Le peintre est même devenu un modèle auprès des parents du village. «Tu ne peux pas construire une maison comme l’a fait ton aîné. Tu viens disputer la chambre avec ton petit frère», assène dame Nga. Cette maman fustige l’attitude irresponsable de son fils de 30 ans.
Vente
Sur l’axe Mvog-Mbi poste centrale, juste à côté d’une grande quincaillerie, Henri est un retraité recyclé dans la vente des sacs de sable. La saison de pluie est synonyme de vache grâce pour lui. C’est un sable original de couleur marron prélevé dans les rigoles après la tombée de la pluie. Il met son produit dans les sacs de ciment. «Je préfère les sacs d’une autre marque pour leur durabilité», explique-t-il. Il dit prélever pas moins de 30 sacs de sable après chaque pluie. Il vent le sac de sable à 200 FCFA. «Actuellement, j’ai une commande de 100 sacs et 87 sacs sont à la maison. Dès qu’il pleut à nouveau, je vais compléter», révèle le retraité. Son client a besoin de ce sable pour mélanger avec celui fin. «Il n’a pas assez de moyens pour acheter le sable Sanaga». Il se félicite d’ailleurs d’être un citoyen exemplaire. «Je cure les caniveaux et l’eau circule sans problème. Est-ce que cet endroit était comme ça avant?», se félicite-t-il.
Transformation
À Kondengui non loin de la prison centrale de Yaoundé, papa Mbarga utilise le sable des rigoles pour fabriquer les parpaings qu’il vend à un prix élevé. Un seul parpaing coûte 500 FCFA et le prix n’est pas discutable. À titre d’exemple, l’on apprend que sa propre maison, une villa de 5 chambres est entièrement construite avec ce sable. Les voisins sont les premiers à apprécier la qualité. «Les parpaings de papa Mbarga sont très solides. Nous les appelons les vibrés de Mbarga», précise Jean Ngoumou, voisin du fabricant. Mr Jacob lui attribue même la paternité de cette utilisation. «Je peux dire que c’est le premier à utiliser ce sable à Yaoundé. Il le ramasse depuis la fin des années 80», se souvient-il.
Conflit
Au quartier haoussa dans la ville de Mfou, les rigoles sont transformées en mines de sable exploitées par les riverains.

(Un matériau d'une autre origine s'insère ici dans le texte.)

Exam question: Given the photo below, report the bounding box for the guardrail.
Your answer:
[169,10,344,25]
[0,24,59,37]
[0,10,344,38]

Ici, l’extraction de ce sable laisse de gros trous. Et la récolte de cet agrégat pendant la saison pluvieuse, cause des tensions entre les voisins. Cela aboutit très souvent à des joutes verbales, des bagarres et plaintes sont parfois déposer auprès du chef de quartier. Au lendemain de la pluie du 21 septembre, la matinée du quartier est animée. Trois voisins se disputent les rigoles. Chacun d’eux à l’aide de pelles et de brouettes veut ramasser les alluvions drainées par la pluie. Mais M. Alo’o s’y oppose. «Sortez de ma parcelle, vous creusez et qui va boucher les trous, je vais avertir chez le chef. J’aime la paix», argumente le monsieur. M. Ayangma demande à son fils de continuer le ramassage. «La route n’est pas la propriété de quelqu’un», rétorque-t-il. M. Ottou le troisième cobelligérant est obligé de jouer les médiateurs. «Nous pouvons nous asseoir et trouver une solution. Pour ma part, je ne ramasse plus. Mais, M. Alo’o, vous ramassez souvent hors de votre sphère. À malin-malin et demi», prévient-t-il en partant chez lui.